The Intersection of Climate and Culture: A Mixed Methods Study of Seasonal Trends in Birth Weight in Rural Uganda

Presenter: Sarah MacVicar, McGill University

The effects of climate change present an immediate and intensifying threat to maternal and child health, potentially jeopardizing the progress that has been made in both areas through Millennium Development Goal initiatives. However, little research has characterized the specific pathways through which these impacts will manifest on health outcomes in pregnant women and infants. My research addresses a research gap in our understanding of the ways climate change will interact with existing social gradients to affect birth outcomes in a highly vulnerable population.  Using birth record data gathered from a local community hospital in Kanungu District in Uganda, I am conducting a mixed methods study of how weather exposures affect birth weight, with a view to situating these findings in the context of broader climatic changes. I am also examining the extent to which social factors contribute to or mitigate the effects of weather on foetal growth. The quantitative portion of my research models the effects of seasonality on birth weight percentile and proportion of low birth weights, with consideration of key covariates including spatial distribution of cases and socioeconomic status.
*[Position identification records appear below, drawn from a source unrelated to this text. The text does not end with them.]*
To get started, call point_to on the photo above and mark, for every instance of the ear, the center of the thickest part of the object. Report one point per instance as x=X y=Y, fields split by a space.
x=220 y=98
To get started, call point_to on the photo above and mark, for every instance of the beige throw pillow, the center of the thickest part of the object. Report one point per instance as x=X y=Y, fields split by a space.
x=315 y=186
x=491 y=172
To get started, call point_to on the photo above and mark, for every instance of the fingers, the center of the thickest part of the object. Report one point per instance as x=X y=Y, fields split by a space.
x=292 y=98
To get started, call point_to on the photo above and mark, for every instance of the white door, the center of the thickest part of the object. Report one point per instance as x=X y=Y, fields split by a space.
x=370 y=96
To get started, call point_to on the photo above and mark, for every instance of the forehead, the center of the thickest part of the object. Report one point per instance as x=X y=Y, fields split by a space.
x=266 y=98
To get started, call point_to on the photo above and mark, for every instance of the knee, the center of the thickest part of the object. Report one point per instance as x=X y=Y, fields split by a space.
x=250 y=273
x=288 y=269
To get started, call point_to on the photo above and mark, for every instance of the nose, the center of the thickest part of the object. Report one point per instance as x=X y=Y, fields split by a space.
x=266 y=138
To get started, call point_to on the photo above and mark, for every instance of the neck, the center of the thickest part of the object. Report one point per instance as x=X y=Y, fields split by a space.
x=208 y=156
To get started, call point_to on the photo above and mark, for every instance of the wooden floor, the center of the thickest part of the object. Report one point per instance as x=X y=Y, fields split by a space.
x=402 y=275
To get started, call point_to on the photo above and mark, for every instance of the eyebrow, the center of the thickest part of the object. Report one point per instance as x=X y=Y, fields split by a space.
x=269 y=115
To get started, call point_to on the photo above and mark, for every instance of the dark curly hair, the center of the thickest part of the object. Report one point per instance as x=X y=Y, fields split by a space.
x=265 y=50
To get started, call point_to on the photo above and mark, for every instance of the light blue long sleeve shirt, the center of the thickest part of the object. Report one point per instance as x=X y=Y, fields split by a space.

Qualitative fieldwork is being undertaken to validate these results and relay narratives of birthing culture in the region.  Findings reveal that the timing of meteorological trends may affect the extent to which they impact birth outcomes. Adverse conditions incurred during the third trimester were more likely to result in small for gestational age outcomes. It is hypothesized that this is due to the effects of weather patterns on food availability, seasonal labour, and trends in infectious diseases. Subset analyses suggest that socioeconomic status modifies these effects of seasonality on birth outcomes. These results will help inform climate change adaptation efforts in southwestern Uganda, and hopefully in the wider sub-Saharan African region as well.